兰静秋点头,她刚才只震惊于人贩子还有账本,都忘了先问问大宝的事了,现在一看这大宝都在账本上,她也有一瞬间的迷糊。
她说:“帐本的主人可以排除耿淑欣了!她是在大宝被拐,前夫去世后才认识的平哥。”
曹所长却说:“这些人贩子不但没人性还满口谎言,她那些话是不是真的,谁能保证?”
老锁也说:“静秋,你不要把人想太好,有些人是不配为人父母的,真有亲爹妈把孩子扔野地里喂狼的。再说你们审讯时不是已经确定了大宝在省城过好日子吗?也许这个耿淑欣跟平哥早就勾搭上了,平哥把她跟前夫的孩子送去过好日子,顺便解决掉她前夫,然后两人凑一块狼狈为奸。”
大家都觉得这才是真相,兰静秋看着那个账本却有点狐疑,人贩子真会膨胀到记帐吗?记了帐给谁看?还要详细地把送去哪儿了卖了多少钱写下来,真有必要吗?
等帐本复印好了,兰静秋拿着问洛生海:“先审谁?”
洛生海想到帐本上的大宝,指指耿淑欣的审讯室:“先把这事通知她,看看她是什么反应吧,虽然我也觉得耿淑欣没撒谎,但还是不要太自信,曹所长说得对,这些人真的是满嘴谎话,毫无底线。”

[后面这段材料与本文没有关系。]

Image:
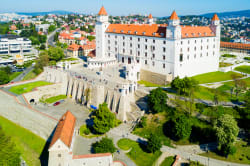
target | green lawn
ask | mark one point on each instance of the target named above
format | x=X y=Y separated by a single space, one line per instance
x=29 y=144
x=168 y=161
x=24 y=88
x=242 y=154
x=55 y=98
x=224 y=64
x=214 y=77
x=137 y=153
x=29 y=76
x=14 y=75
x=243 y=68
x=149 y=84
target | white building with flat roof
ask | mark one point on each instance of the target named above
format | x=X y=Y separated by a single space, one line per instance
x=12 y=44
x=163 y=51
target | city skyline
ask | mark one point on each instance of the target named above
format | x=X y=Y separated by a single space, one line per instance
x=114 y=8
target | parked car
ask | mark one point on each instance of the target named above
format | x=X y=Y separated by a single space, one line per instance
x=56 y=103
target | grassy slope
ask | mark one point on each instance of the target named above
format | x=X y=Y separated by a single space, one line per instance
x=214 y=77
x=20 y=89
x=239 y=157
x=29 y=76
x=55 y=98
x=168 y=161
x=14 y=75
x=29 y=144
x=140 y=157
x=243 y=68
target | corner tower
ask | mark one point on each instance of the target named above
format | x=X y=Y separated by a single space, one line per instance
x=215 y=25
x=174 y=28
x=101 y=26
x=150 y=19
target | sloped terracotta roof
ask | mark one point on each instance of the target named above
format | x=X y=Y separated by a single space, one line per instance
x=102 y=12
x=150 y=16
x=174 y=16
x=215 y=17
x=64 y=129
x=91 y=155
x=157 y=30
x=196 y=31
x=154 y=30
x=235 y=45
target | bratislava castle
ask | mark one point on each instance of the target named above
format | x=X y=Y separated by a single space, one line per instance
x=173 y=49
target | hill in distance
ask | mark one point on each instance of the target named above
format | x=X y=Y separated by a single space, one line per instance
x=57 y=12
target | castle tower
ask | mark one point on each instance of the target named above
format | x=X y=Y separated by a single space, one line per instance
x=215 y=25
x=150 y=19
x=174 y=28
x=101 y=26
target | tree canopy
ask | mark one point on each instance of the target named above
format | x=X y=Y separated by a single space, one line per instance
x=105 y=145
x=104 y=119
x=226 y=130
x=10 y=156
x=182 y=127
x=157 y=100
x=55 y=53
x=154 y=143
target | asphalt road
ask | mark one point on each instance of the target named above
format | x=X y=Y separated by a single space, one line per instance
x=21 y=76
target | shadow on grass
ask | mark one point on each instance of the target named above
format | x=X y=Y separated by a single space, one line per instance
x=44 y=157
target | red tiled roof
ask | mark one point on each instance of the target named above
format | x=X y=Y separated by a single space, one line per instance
x=215 y=17
x=157 y=30
x=150 y=16
x=91 y=155
x=174 y=16
x=235 y=45
x=64 y=129
x=102 y=12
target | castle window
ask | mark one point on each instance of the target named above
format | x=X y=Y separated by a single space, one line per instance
x=181 y=57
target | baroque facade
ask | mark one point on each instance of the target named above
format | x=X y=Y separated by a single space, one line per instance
x=168 y=50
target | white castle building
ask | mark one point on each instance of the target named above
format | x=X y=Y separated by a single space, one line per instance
x=161 y=51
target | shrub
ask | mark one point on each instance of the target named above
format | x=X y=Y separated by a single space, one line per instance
x=105 y=145
x=154 y=143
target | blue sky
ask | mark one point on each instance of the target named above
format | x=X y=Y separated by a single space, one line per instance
x=125 y=7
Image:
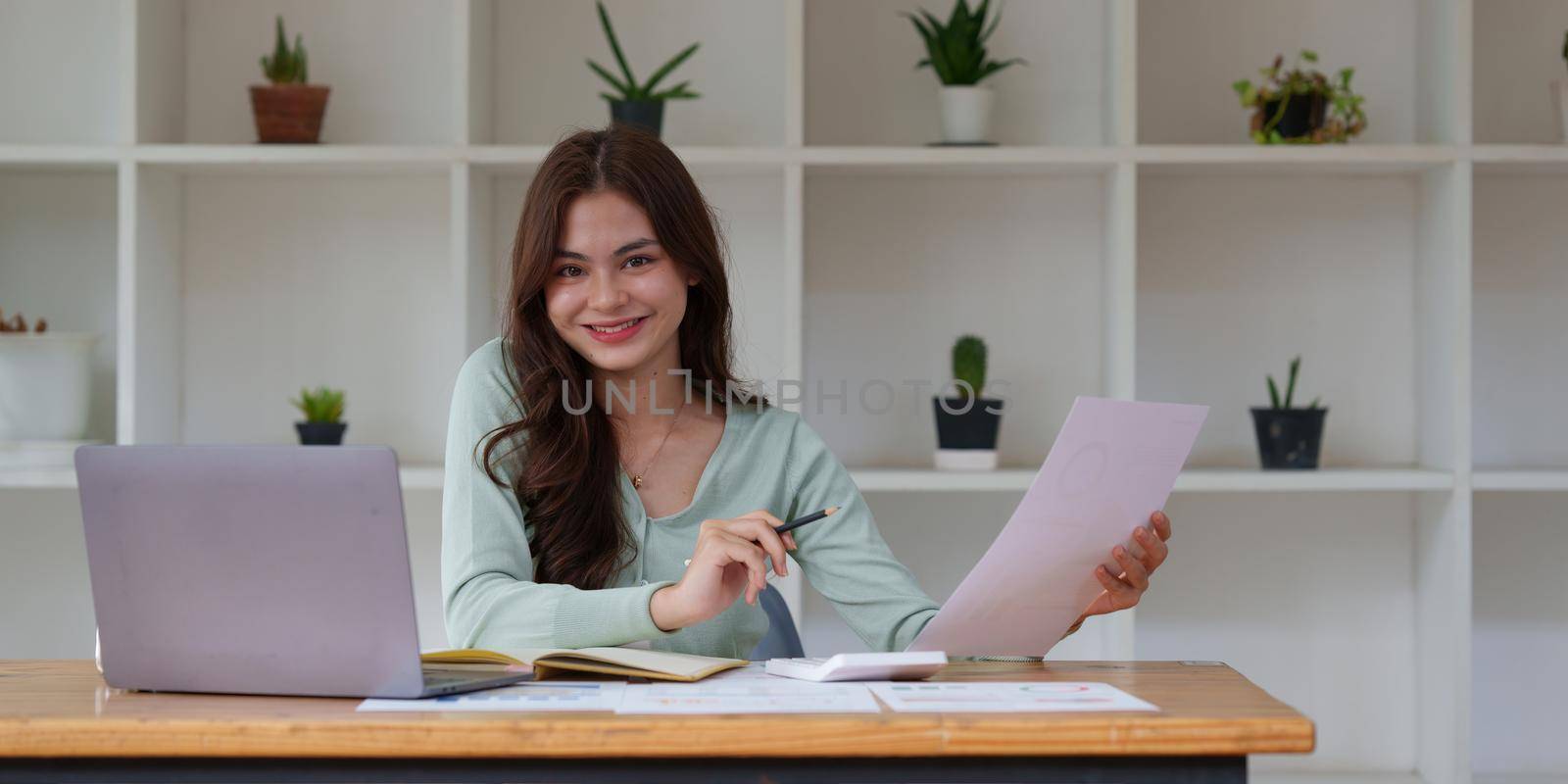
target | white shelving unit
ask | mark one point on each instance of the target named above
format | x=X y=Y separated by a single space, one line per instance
x=1123 y=240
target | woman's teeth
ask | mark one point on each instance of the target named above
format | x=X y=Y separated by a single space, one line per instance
x=616 y=328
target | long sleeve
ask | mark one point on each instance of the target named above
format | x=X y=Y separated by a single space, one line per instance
x=844 y=556
x=486 y=566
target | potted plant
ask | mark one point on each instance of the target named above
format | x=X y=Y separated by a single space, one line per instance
x=1288 y=438
x=289 y=109
x=1560 y=91
x=637 y=104
x=956 y=51
x=1301 y=107
x=323 y=413
x=46 y=381
x=968 y=422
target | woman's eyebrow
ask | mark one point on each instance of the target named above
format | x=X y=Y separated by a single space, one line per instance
x=640 y=242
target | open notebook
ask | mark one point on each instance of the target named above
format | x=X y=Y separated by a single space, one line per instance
x=554 y=662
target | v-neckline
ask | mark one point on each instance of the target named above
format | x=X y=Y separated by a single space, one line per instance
x=708 y=470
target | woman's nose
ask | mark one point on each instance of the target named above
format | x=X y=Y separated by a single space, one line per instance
x=606 y=294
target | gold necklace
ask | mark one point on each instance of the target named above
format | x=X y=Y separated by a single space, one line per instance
x=637 y=478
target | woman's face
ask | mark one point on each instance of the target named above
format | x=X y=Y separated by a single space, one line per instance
x=613 y=294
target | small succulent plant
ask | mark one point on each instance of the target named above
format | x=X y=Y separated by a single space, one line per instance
x=627 y=88
x=1290 y=389
x=956 y=49
x=18 y=323
x=321 y=405
x=286 y=67
x=969 y=366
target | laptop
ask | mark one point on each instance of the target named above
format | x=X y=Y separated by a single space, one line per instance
x=256 y=569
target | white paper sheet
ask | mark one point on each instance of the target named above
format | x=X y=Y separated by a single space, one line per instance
x=1113 y=463
x=1004 y=697
x=546 y=695
x=749 y=695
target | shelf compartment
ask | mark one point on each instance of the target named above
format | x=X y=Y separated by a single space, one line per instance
x=1189 y=54
x=388 y=62
x=59 y=261
x=1228 y=292
x=899 y=267
x=264 y=284
x=54 y=98
x=1520 y=284
x=862 y=88
x=533 y=83
x=1518 y=54
x=1520 y=634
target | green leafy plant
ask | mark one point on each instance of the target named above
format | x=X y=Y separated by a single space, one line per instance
x=969 y=366
x=286 y=67
x=956 y=49
x=627 y=88
x=1343 y=114
x=1290 y=389
x=321 y=405
x=20 y=325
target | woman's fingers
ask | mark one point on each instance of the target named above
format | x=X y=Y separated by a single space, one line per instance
x=1150 y=548
x=1133 y=569
x=747 y=553
x=1162 y=524
x=758 y=527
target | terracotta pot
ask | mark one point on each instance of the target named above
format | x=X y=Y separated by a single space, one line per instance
x=289 y=114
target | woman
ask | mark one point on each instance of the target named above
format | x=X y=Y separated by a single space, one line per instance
x=606 y=478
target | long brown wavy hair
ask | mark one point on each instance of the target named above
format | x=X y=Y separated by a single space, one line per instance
x=568 y=465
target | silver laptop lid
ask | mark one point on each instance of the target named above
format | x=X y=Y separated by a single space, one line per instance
x=270 y=569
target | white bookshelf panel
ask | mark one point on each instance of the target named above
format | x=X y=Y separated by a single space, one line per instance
x=899 y=267
x=1518 y=54
x=1272 y=587
x=749 y=209
x=295 y=281
x=59 y=263
x=1189 y=54
x=54 y=99
x=1520 y=284
x=543 y=88
x=388 y=62
x=44 y=562
x=1521 y=632
x=1238 y=274
x=862 y=88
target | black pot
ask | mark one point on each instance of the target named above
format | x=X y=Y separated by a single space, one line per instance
x=645 y=114
x=1301 y=115
x=972 y=427
x=320 y=433
x=1288 y=438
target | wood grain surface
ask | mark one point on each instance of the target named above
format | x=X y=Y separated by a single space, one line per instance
x=63 y=708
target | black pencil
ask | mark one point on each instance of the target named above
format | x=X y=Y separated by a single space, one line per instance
x=797 y=522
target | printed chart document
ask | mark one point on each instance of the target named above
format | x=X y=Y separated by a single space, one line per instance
x=1034 y=697
x=1113 y=463
x=551 y=695
x=749 y=695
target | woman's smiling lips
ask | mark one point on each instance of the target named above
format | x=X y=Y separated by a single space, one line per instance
x=623 y=333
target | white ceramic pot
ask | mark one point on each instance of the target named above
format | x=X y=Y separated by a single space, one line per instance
x=1560 y=94
x=46 y=384
x=966 y=114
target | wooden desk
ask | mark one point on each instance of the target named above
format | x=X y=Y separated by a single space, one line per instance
x=59 y=721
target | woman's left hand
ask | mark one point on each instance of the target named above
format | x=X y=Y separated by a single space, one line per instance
x=1139 y=562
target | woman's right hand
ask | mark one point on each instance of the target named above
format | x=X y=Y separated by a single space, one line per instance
x=728 y=561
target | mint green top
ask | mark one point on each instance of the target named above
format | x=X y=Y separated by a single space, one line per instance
x=765 y=460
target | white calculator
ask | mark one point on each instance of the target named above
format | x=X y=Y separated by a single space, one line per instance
x=904 y=665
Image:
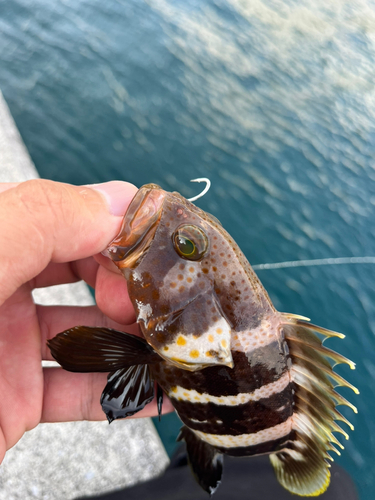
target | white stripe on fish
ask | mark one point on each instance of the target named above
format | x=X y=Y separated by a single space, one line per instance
x=181 y=394
x=243 y=440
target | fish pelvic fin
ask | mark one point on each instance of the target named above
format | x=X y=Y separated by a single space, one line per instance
x=127 y=391
x=205 y=461
x=301 y=466
x=93 y=349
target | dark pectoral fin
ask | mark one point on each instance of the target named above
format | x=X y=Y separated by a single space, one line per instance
x=159 y=399
x=127 y=391
x=205 y=461
x=93 y=349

两人进审讯室时,耿淑欣睡得正香,可能觉得自己把知道的都说出去了,没了心理负担,还打着小呼噜。
兰静秋把她拍醒,她眨巴着眼看着兰静秋:“警察同志,我能走了吗?”
洛生海一拍桌子:“走什么走?你的问题还没交代清楚,就算交代清楚了,你也会被起诉,还想着走?”
耿淑欣一下子就精神了,“谁要起诉我,那些家长吗?我真没拐过孩子,我不是都说清楚了吗?”
兰静秋直接把那个蓝皮的小本子放到她面前:“是你的吗?”
耿淑欣摇摇头:“没见过,我就会写名字,会算帐,别的字不太认识,从来没看过书。”
“这不是书,这是帐本,你见平哥拿过吗?”
耿淑欣还是摇头,“从来没在家里见过。”
洛生海说:“可这就是从你家里搜出来的。”
“啊?”耿淑欣吓了一跳,伸手就想翻看,兰静秋帮她翻到写着她儿子的那页,“看得懂吗?”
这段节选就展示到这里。